WeMo Smart Homes Bashlite Malware

An improved version of Bashlite botnet malware was recently discovered by security researchers. This new and improved variant of Bashlite can hack smart homes using the Belkin WeMo automation switches and a whole lot more. It’s all part of the IoT (Internet of Things) that keeps technology humming in our world of inter-connected devices. As the IoT continues to grow with each added device, so grows the ability to hack the increase in systems we’ve grown to count on in our daily lives. The convenience our connected devices provide also presents a challenge keeping them safe from hackers, especially in our homes.

Bashlite was first discovered in 2014, making a name for itself with large scale DDoS (Distributed Denial of Service) attacks. Since then, Bashlite has been out of the news until just recently. Like many malware attacks we see today, Bashlite malware is back and better than ever.
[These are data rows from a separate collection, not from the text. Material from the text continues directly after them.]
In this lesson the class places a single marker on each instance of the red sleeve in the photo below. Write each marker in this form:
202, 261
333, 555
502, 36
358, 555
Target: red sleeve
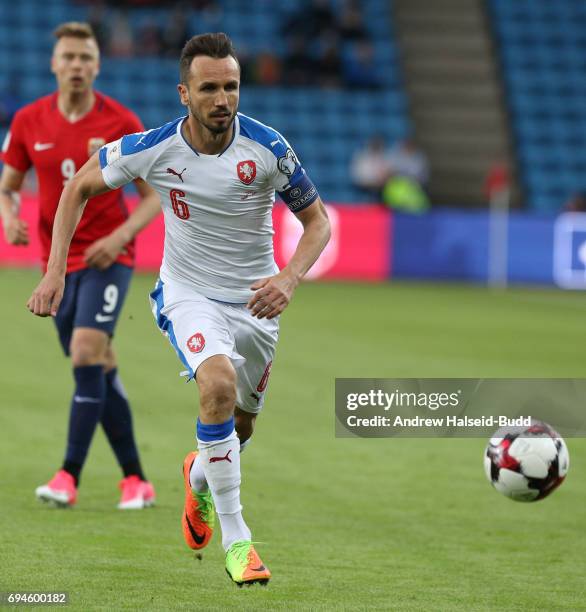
14, 151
This latest version now includes attacks on devices in the IoT. WeMo’s home automation products like routers, motion sensors, surveillance cameras, light switches, and electrical plugs can now be hacked using Bashlite. WeMo uses a mobile app that relies on a Wi-Fi network to wirelessly control IoT devices in the home. The good news is that a security patch was released by Belkin in 2015 to address the flaws. The bad news is Belkin users who did not apply the patch at the time are currently at risk.

Although the IoT is far from perfect, the onus for keeping safe is on device creators and the software they use, as well as on the public who use them every day. Not applying security patches is an open door for any malware to enter your home, infiltrate devices and use IoT connections they have. Security patches exist for a reason, and that is to fix weaknesses allowing hackers to exploit their victims. Routers that control device interaction in a home are also at risk, so make sure they are properly configured and new, as in not previously used. Most certainly change any default passwords right off the bat. Then connect to the manufacturer’s website and download patches that may have been released while the product was sitting on the retailer’s shelf. It’s safe to assume that in the life cycle of an IoT product there may be many security patches over time. Users are directed to apply them as soon as they are released. Not doing so puts the responsibility for cybersafety squarely on the user and not a manufacturer like WeMo.

Keeping a smart home safe is one of many security concerns, so make sure patches for all IoT devices are updated. Remember, don’t give hackers the advantages they live to exploit.